Acorn Media // Unrated // December 8, 2015
List Price: $39.99 [Buy now and save at Amazon]

Review by Stuart Galbraith IV | posted January 7, 2016 | E-mail the Author
I've precious little to add to this review of Doc Martin - Series 7 (2015) not already stated in past reviews of earlier seasons. Now in its eleventh year of on-and-off production* the comedy-drama's good and bad points remain largely unchanged. In short, Doc Martin still delights in many respects while remaining downright frustrating and irritating in other ways.

Acorn Media's Doc Martin - Series 7 includes the season's eight 46-minute episodes in their original uncut, 16:9 enhanced widescreen format.


(Mild Spoilers) In the picturesque seaside town of Portwenn, Cornwall, astute but abrasively antisocial Dr.

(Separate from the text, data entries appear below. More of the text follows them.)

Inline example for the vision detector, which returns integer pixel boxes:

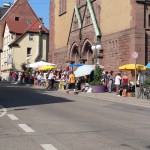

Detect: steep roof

[10,21,49,45]
[26,21,49,33]
[6,20,29,34]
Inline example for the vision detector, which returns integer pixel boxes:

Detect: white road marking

[0,105,7,117]
[18,124,35,133]
[7,114,19,120]
[41,144,57,150]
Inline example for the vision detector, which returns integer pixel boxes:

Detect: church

[48,0,150,71]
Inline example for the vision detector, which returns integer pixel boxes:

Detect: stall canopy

[38,66,56,71]
[74,65,95,77]
[27,61,56,68]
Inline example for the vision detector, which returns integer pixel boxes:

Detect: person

[115,73,121,96]
[121,72,129,86]
[12,72,16,83]
[66,71,76,94]
[107,71,114,93]
[37,72,42,86]
[47,70,55,88]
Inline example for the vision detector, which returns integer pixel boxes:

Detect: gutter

[75,5,82,28]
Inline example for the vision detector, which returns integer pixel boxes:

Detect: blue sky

[0,0,50,29]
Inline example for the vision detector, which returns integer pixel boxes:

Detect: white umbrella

[74,65,95,77]
[27,61,56,68]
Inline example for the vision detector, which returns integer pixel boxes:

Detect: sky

[0,0,50,29]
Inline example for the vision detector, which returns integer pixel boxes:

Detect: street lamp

[91,44,102,67]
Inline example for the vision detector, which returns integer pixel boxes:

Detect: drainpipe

[75,5,82,29]
[35,26,42,62]
[87,0,101,37]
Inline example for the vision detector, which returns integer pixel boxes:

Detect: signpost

[132,52,138,97]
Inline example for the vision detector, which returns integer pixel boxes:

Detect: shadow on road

[0,85,74,108]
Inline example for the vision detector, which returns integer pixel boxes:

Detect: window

[15,17,19,21]
[86,9,91,25]
[29,33,34,41]
[73,15,78,30]
[27,47,32,57]
[59,0,67,15]
[148,15,150,26]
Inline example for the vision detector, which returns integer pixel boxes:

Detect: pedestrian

[107,71,114,93]
[115,73,121,96]
[66,71,76,94]
[47,71,55,88]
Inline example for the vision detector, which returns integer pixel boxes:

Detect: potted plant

[90,66,106,93]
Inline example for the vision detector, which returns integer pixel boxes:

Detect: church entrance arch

[70,43,80,63]
[81,40,93,65]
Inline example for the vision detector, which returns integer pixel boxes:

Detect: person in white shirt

[48,71,55,88]
[37,73,42,86]
[115,73,121,95]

Martin Ellingham (Martin Clunes) and his long-suffering schoolmaster wife, Louisa (Caroline Catz), have separated, she having abruptly left him to visit her mother for an open-ended getaway in Spain while Martin's unclear marital status is the talk of the town.

At the urging of his physically frail psychologist Aunt Ruth (Eileen Atkins), Martin agrees to see a young but acclaimed psychotherapist, Dr. Rachel Timoney (Emily Bevan). Louisa returns to Portwenn but now wants to live apart (with their toddler son) from Martin. When suitable accommodations for her and the baby cannot be found, Martin selflessly allows Luisa and the baby to move into his home (above his surgery) while he moves in to a dilapidated flat elsewhere.

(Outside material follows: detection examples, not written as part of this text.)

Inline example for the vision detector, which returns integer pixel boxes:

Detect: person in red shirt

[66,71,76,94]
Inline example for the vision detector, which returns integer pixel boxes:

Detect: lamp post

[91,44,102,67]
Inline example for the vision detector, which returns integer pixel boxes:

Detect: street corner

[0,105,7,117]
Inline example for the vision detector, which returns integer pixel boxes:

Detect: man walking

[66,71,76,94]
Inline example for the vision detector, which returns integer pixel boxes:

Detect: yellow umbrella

Meanwhile, Al Large's (Joe Absolom) Airbnb-type bed and breakfast business hurtles headlong toward disaster, while his father, Bert (Ian McNeice), is drowning in debt and on the verge of losing his restaurant. Crazy, obsessively lovelorn chemist Mrs. Tishell (Selina Cadell) rather unbelievably is back on the job, still pining away for Martin, while Martin's perpetually lazy receptionist, Morwenna (Jessica Ransom), is as eccentric as ever. Meanwhile, local constable PC Joe Penhale (John Marquez) gets a Taser gun in the mail, with the expected results.

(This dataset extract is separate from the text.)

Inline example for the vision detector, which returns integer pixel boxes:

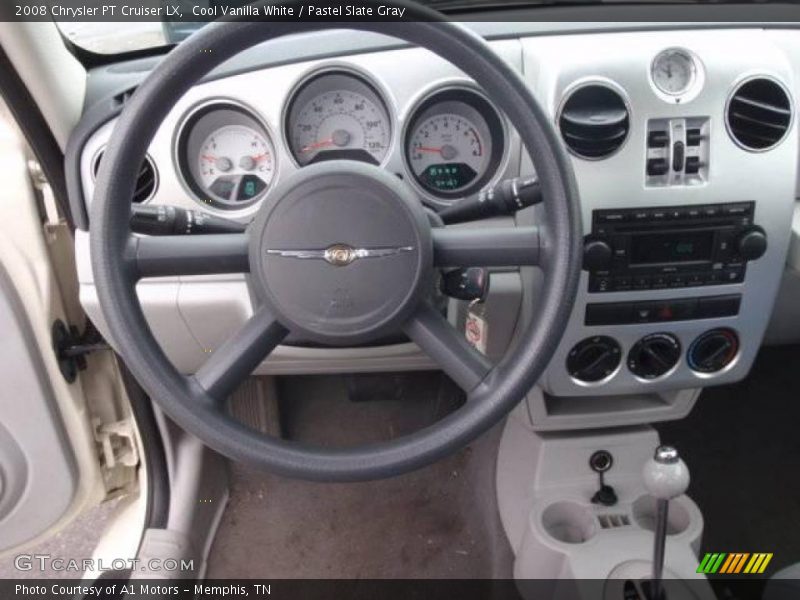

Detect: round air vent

[726,77,792,151]
[558,83,630,160]
[92,152,158,204]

As always, Clunes's hilarious characterization is at the show's center, forever scowling fiercely, except on rare occasions when, taken by emotional surprise, a wide-eyed and childlike innocence washes over him. Martin remains a glowering, aloof presence with no bedside manner or tact.

He's expectedly wonderful whenever he's on, and the show's supporting players and their characters' eccentricities are likewise amusing for the most part. The show is at its best whenever Martin is interviewing and treating patients, and during its almost ritualistic third act medical crises.

However. Doc Martin really jumped the shark long ago with its central story thread: the relationship between Martin and Luisa, whose stormy romance and, finally, marriage has been teased beyond the point of exasperation. Looking back, Doc Martin would have been a better show had Luisa left during the second series and never came back, allowing Martin to become involved with other, more varied women.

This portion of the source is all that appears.